When Margueritte Meier, an energy healer, artist, and mother of twelve-year-old Taylor, moved to Fort Collins, Colorado, from the high desert of New Mexico, she found it…well…humid. She also found it quite expensive, and she felt as though she had scored when she happened upon a 1950s ranch-style four-bedroom home on a quiet street that she could afford. She loved the size of her yard, but all that grass seemed daunting to maintain and environmentally unfriendly to boot. “I feel guilty putting out as much water as it takes to keep it alive, when it’s not even for food,” she says.

Sided with aluminum and barely (if at all) insulated, the home itself was also far from sustainable. Margueritte describes the metal single-pane windows as “antique without being valuable.” They let in summer heat and winter winds, and the largest of them face west, making it impossibly hot to sit in the living room on summer afternoons. “This is the first home I’ve ever lived in as an adult that has a furnace,” she says. “All the others have been passive solar or wood stove heated.”

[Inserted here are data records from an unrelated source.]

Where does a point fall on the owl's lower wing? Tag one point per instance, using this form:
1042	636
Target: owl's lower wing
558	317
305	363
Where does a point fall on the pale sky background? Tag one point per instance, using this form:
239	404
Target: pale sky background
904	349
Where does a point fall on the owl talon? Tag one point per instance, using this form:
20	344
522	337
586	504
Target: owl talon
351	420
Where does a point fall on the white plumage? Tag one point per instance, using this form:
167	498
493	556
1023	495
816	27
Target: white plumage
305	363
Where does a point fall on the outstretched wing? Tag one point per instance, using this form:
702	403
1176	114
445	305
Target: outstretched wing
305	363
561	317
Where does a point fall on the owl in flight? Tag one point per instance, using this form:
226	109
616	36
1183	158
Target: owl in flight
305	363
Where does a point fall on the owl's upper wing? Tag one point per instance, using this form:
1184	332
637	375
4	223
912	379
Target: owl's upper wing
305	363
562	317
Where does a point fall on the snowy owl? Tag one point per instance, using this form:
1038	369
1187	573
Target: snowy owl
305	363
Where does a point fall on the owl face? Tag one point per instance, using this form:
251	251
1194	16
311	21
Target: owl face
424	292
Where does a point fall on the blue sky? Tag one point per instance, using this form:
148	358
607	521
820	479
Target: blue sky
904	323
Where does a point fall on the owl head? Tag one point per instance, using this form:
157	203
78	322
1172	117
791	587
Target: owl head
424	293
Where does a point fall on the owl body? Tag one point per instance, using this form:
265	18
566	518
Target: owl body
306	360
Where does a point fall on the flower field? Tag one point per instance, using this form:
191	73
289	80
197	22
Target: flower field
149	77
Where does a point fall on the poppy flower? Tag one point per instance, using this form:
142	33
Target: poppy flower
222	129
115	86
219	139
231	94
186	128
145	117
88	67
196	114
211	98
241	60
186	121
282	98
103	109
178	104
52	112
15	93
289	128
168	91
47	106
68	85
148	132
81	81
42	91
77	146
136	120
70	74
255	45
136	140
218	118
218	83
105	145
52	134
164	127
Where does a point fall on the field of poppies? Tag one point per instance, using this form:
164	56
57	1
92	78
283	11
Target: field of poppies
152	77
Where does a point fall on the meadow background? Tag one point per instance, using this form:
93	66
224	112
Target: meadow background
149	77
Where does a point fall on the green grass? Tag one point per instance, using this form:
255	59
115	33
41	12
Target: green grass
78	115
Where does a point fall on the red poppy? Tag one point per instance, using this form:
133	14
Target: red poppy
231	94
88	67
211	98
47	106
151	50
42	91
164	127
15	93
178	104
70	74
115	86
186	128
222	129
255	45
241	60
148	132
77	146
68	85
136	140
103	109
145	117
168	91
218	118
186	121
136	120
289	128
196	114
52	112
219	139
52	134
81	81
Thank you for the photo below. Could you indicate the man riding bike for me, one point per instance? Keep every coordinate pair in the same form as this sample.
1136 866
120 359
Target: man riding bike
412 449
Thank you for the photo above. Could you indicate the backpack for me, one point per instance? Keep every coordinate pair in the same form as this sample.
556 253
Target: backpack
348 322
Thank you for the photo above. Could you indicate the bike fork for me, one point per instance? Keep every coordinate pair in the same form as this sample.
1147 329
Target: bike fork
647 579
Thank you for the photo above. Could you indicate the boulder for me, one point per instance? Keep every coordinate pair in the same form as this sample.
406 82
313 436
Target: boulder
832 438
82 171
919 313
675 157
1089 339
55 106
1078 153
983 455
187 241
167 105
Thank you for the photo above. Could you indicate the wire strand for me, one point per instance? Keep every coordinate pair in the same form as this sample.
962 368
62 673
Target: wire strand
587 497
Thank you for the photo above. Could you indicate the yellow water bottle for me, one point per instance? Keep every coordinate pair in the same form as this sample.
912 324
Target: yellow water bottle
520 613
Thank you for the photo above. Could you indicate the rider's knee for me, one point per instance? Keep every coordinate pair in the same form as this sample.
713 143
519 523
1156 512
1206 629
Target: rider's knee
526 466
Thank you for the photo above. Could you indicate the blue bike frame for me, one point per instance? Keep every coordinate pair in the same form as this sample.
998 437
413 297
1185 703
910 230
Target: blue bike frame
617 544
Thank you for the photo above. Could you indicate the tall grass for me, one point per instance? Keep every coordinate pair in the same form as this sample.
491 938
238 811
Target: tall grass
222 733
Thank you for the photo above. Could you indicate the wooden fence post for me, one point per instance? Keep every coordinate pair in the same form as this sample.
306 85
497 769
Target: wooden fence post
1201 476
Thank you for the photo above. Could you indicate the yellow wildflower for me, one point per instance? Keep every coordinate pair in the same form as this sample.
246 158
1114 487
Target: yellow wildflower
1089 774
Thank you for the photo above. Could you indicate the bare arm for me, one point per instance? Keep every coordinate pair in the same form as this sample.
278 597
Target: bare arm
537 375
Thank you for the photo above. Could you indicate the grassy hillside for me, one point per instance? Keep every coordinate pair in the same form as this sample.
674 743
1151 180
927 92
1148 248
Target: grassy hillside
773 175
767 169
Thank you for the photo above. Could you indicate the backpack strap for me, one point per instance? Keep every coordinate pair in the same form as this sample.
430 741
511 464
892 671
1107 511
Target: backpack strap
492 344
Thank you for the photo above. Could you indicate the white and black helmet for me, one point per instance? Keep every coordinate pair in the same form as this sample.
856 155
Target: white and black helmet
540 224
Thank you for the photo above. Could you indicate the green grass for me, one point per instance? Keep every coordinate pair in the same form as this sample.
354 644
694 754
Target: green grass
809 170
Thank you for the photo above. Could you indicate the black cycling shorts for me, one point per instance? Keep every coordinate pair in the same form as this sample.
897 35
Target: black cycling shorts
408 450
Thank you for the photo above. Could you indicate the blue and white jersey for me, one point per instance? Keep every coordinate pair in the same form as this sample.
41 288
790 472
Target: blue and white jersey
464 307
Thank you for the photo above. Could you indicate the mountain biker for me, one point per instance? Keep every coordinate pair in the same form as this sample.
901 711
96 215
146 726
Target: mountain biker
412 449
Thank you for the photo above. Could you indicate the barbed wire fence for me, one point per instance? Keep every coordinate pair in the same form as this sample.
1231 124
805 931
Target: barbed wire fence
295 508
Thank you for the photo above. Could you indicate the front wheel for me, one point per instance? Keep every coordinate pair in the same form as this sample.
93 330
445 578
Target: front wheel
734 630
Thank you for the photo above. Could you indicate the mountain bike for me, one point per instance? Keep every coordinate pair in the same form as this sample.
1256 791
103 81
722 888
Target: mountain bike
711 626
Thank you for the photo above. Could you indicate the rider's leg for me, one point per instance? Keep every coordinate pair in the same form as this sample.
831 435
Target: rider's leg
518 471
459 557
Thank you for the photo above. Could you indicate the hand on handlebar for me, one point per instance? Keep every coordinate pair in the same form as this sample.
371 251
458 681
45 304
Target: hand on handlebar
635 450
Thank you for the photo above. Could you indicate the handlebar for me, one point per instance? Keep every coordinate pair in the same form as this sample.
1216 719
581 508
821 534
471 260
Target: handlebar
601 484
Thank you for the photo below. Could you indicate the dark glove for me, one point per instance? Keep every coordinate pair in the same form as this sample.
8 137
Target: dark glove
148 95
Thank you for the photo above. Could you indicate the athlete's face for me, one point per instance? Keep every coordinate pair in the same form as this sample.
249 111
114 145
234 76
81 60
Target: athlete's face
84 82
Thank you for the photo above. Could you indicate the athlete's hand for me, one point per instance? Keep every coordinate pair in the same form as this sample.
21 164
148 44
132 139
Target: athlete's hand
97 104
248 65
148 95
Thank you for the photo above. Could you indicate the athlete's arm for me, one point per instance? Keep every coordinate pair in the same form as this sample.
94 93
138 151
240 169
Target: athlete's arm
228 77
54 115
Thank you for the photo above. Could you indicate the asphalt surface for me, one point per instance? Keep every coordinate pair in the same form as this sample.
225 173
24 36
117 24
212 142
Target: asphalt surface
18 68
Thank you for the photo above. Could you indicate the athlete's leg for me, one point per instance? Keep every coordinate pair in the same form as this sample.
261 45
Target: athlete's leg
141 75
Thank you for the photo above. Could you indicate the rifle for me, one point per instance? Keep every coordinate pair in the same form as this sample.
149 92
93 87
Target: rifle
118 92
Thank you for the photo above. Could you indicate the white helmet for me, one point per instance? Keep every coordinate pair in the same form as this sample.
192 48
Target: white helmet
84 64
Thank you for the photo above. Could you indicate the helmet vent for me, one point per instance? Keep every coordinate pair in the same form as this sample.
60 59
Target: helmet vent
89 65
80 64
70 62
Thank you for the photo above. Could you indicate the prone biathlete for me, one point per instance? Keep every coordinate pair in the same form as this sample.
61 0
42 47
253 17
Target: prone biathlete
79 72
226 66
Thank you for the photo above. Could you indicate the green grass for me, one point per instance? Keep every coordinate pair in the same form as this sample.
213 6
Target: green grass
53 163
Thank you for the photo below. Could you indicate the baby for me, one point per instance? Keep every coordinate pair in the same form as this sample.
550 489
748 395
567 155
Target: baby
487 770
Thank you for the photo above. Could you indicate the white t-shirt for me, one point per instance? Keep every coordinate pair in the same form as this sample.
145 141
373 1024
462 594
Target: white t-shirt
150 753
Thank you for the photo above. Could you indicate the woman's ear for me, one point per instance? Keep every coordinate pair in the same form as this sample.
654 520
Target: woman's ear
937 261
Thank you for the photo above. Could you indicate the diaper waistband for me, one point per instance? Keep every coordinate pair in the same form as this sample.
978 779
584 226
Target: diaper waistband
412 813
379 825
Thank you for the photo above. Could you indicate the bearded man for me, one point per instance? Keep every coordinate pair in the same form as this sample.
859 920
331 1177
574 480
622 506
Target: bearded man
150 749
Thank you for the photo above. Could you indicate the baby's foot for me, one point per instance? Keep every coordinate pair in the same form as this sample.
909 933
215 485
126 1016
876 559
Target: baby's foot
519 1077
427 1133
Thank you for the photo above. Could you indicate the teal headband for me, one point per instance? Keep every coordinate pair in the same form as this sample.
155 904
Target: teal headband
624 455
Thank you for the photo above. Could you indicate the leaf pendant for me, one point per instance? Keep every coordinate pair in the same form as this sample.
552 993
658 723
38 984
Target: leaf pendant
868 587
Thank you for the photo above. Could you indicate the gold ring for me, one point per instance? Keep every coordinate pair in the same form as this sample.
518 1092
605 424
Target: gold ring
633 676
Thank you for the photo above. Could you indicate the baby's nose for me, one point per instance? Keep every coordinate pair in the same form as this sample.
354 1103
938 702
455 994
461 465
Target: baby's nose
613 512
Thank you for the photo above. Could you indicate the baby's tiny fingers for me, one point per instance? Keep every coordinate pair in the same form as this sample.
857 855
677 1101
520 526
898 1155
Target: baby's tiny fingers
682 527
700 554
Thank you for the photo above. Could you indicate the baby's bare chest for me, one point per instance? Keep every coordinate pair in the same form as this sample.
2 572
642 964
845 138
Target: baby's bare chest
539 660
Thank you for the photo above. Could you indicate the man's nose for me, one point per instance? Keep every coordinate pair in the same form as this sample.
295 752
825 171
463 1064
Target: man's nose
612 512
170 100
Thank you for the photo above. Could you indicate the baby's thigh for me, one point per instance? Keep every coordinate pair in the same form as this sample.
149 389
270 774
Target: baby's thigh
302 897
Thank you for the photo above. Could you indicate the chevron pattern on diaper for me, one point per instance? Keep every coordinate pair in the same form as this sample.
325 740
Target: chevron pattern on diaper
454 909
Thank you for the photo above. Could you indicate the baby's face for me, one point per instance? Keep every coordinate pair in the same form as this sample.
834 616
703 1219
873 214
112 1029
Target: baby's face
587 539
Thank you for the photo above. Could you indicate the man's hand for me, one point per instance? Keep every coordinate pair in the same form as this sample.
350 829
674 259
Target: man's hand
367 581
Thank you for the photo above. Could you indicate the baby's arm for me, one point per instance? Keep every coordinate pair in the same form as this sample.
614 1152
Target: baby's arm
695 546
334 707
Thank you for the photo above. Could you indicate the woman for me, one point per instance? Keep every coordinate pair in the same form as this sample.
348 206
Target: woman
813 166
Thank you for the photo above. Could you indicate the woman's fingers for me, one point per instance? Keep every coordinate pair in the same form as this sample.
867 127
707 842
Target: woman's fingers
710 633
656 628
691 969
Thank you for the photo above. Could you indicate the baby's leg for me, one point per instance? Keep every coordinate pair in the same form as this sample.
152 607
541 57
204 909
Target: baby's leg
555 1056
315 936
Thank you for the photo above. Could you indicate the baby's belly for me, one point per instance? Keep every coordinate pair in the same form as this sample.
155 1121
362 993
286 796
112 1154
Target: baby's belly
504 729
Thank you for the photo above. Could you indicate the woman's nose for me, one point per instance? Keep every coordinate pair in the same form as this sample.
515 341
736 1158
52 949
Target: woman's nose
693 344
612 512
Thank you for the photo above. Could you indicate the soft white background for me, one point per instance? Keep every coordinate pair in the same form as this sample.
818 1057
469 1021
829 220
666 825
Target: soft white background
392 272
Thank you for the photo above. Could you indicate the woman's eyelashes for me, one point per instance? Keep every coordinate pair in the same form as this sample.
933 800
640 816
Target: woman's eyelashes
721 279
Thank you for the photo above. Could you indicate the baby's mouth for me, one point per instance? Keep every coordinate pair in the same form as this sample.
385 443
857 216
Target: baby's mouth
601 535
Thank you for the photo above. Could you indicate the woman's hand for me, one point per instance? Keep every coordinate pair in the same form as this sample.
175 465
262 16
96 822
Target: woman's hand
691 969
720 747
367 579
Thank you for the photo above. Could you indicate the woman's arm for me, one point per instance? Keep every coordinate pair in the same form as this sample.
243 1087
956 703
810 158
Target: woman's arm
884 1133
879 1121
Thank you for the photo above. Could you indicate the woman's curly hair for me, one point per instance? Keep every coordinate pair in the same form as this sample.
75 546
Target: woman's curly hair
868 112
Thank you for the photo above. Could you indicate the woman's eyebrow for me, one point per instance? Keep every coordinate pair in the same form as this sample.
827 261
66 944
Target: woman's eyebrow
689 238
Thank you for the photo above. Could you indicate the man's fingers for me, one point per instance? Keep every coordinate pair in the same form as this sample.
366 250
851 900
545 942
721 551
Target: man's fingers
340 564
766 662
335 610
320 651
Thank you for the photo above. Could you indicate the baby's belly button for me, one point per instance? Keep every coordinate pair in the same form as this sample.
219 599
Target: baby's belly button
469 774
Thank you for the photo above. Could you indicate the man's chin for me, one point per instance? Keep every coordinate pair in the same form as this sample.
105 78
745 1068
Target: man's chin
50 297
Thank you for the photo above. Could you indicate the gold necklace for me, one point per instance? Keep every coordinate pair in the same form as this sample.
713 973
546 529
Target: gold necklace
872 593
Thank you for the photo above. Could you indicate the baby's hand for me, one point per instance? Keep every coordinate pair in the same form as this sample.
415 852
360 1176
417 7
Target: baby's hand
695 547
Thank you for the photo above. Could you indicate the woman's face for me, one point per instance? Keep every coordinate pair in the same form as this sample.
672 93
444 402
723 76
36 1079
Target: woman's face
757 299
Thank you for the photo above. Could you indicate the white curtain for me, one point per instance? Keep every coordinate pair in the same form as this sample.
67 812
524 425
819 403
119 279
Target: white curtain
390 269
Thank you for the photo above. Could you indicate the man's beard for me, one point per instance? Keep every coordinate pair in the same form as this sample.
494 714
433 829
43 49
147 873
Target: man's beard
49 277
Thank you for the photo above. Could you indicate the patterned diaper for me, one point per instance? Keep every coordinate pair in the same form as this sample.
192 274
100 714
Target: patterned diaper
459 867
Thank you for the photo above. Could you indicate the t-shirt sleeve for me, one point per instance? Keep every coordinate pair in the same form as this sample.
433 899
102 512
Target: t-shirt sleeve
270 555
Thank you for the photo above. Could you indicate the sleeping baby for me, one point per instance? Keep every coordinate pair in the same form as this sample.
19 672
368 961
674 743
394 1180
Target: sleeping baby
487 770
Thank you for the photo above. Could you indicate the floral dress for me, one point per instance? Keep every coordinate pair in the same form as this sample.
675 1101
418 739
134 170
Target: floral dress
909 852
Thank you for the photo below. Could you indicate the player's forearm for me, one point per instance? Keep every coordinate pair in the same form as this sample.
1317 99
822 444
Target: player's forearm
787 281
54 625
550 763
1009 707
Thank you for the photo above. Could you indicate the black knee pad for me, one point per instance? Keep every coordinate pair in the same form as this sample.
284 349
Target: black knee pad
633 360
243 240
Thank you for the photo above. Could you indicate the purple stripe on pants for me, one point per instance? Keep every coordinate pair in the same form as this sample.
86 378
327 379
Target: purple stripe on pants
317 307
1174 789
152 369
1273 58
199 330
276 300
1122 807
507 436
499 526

Margueritte had some grand visions for her home—convert the garage into a studio, build an outdoor kitchen in the backyard, replace the dining room window with doors out to the backyard—but first she had to deal with the basic health and inefficiency issues that plagued it. So she called me, and I brought over a team of Colorado State University colleagues—landscape design associate professor Liz Mogen and recent graduates Billy and Mariah Hutto, owners of Hutto Design, a residential building, design, and drafting business—to talk about what could be done.

Big fixes



Margueritte’s major priority, the team agreed, should be to improve thermal comfort by replacing all the inefficient single-pane, metal-frame windows with new double-pane windows. The Huttos advised her to seek out Forest Stewardship Council-certified wood frame windows—the greenest choice. (Aluminum and vinyl require less maintenance and may last longer, but they take a lot of energy and chemical waste to produce.)

Replacing the window in the dining room with a well-insulated French patio door would help connect the indoor and outdoor space and make the backyard much more useful. Adding a covered terrace outside the new patio door would help cool the dining room and act as a curtain or blind for the patio door.